In the case of the sample mean we see that our estimates are quite close to the true value (\(\mu = 20\)). And the likelihood that we are off too much decreases rapidly as \(n\) increases (from 30 to 100). In contrast, the sample maximum is biased (or underestimates) the true value (population max = around 150, technically this value is \(\infty\)) and the likelihood that we are off does not decrease that much as \(n\) increases (from 30 to 100).

These two properties - the “center” or the typical value of the statistic - the “spread” of the statistic and its relationship to sample size \(n\). is defined more technically as follows.

Definition 2.2 Center of the sampling distribution It is defined as the expected value of the statistic. It is a measure we use to see whether our statistic, on average, hits the target (population parameter).

Here is an example:

Example 2.2 Consider the sample mean \(\bar x = \frac{\sum_{i=1}^n x_i}{n}\). The expected value of \(\bar x\) is \(E(\bar x) = E\left[\frac{\sum_{i=1}^n x_i}{n}\right] = \mu\). Can you think how I got this value?
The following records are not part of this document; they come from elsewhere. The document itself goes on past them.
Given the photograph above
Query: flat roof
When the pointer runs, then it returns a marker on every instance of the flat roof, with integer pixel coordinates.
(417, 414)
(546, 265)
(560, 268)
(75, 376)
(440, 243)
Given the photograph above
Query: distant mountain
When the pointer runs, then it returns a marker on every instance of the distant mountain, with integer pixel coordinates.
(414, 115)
Definition 2.3 The standard Error(variablity of the sampling distribution) is defined as the standard deviation of the statistic.

Here is an example.

Example 2.3 Consider the sample mean \(\bar x = \frac{\sum_{i=1}^n x_i}{n}\). The SE of \(\bar x\) is \(\sigma/\sqrt n\), where \(\sigma\) is the population standard deviation. Can you think how I got this value?
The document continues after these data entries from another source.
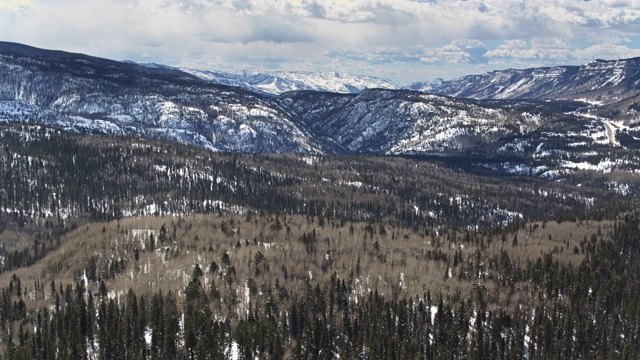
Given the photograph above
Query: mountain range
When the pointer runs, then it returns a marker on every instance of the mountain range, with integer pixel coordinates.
(548, 122)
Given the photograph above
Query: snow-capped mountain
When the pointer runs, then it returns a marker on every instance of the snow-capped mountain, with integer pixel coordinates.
(92, 95)
(532, 137)
(280, 82)
(601, 82)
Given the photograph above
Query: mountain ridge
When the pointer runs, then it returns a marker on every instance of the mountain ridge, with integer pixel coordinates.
(545, 138)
Calculating the expected value and standard error in the above example is not that difficult. You will be doing this as a homework assignment for this chapter. The key is to find the variance of \(\bar x\). That is, find \(V(\bar x)\) first. Then take the square root of it to find the SE.

All the plot and the definitions look very good, except that we have a major problem in our hand. The next section will expore those issues.

2.2 Some Questions to Ponder

1. Is it practically possible to know  the shape of the sampling distribution
of a statatistic?

Answer - PART 1: In general, no.

Why?

Think about the process of constructing a sampling distribution. It require us to draw a LOT of samples from a population. Now imagine the time, energy and the costs associated with this process in real life. For example, suppose you want to know the sampling distribution of the average commute times in NYC for samples of size \(n=30\). You’ll have to visit the subway stations (randomly) and interview 30 people (randomly) to gather information about their commute times. Then, you need to do this again and again for about 10,000 times! This is highly impractical and time consuming. In fact, if you think about it, it is a complete waste of your time and resources. Because, you could have simply taken a large sample of size 30,000 instead of 10,000 samples of size 30! Now you might wonder how do we even attempt to find this sampling distrubution. That’s the second part of the answer.

Answer - PART 2: In some special cases we can find it.

How?

Long time ago (a very long time ago), statisticians have figured out that the statistics like the sample mean (averages in general), have a sampling ditribution which is normally distributed under some conditions. This fact is one of the celebrated theorems in statistics. It is called the Central Limit Theorem. It says that the sample mean \(\bar x\) follows a normal model with center beign at the true population mean. More precisely,
\[ \bar x \sim N(\mu , \frac{\sigma}{\sqrt n})\]

We will be studying this in Chapter 3.

Note: There are other statistics whose sampling distributions can be found usingtheoretical tools that are beyond the scope of this class. Math 351 and Math 352 is where we study them.

2. Is it possible to calculate the center (expected value), and standard error (SE) 
of a sampling distribution?

Answer: In some cases, yes, we can find it.

For example, we already found this for \(\bar x\). As for the sample maximum , we can find the expected value and SE for the with some other tools that are beyond the scoope of this class.

In some cases, it is imposible to do this. This leads us to the final question.

3. Is there a reasonable way to get some sense about the shape, center, and spread 
of the sampling distribution of a statistics?

Answer: Yes.

We appeal to a more modern method called the bootstrap method. We are going to learn this in Chapter 4.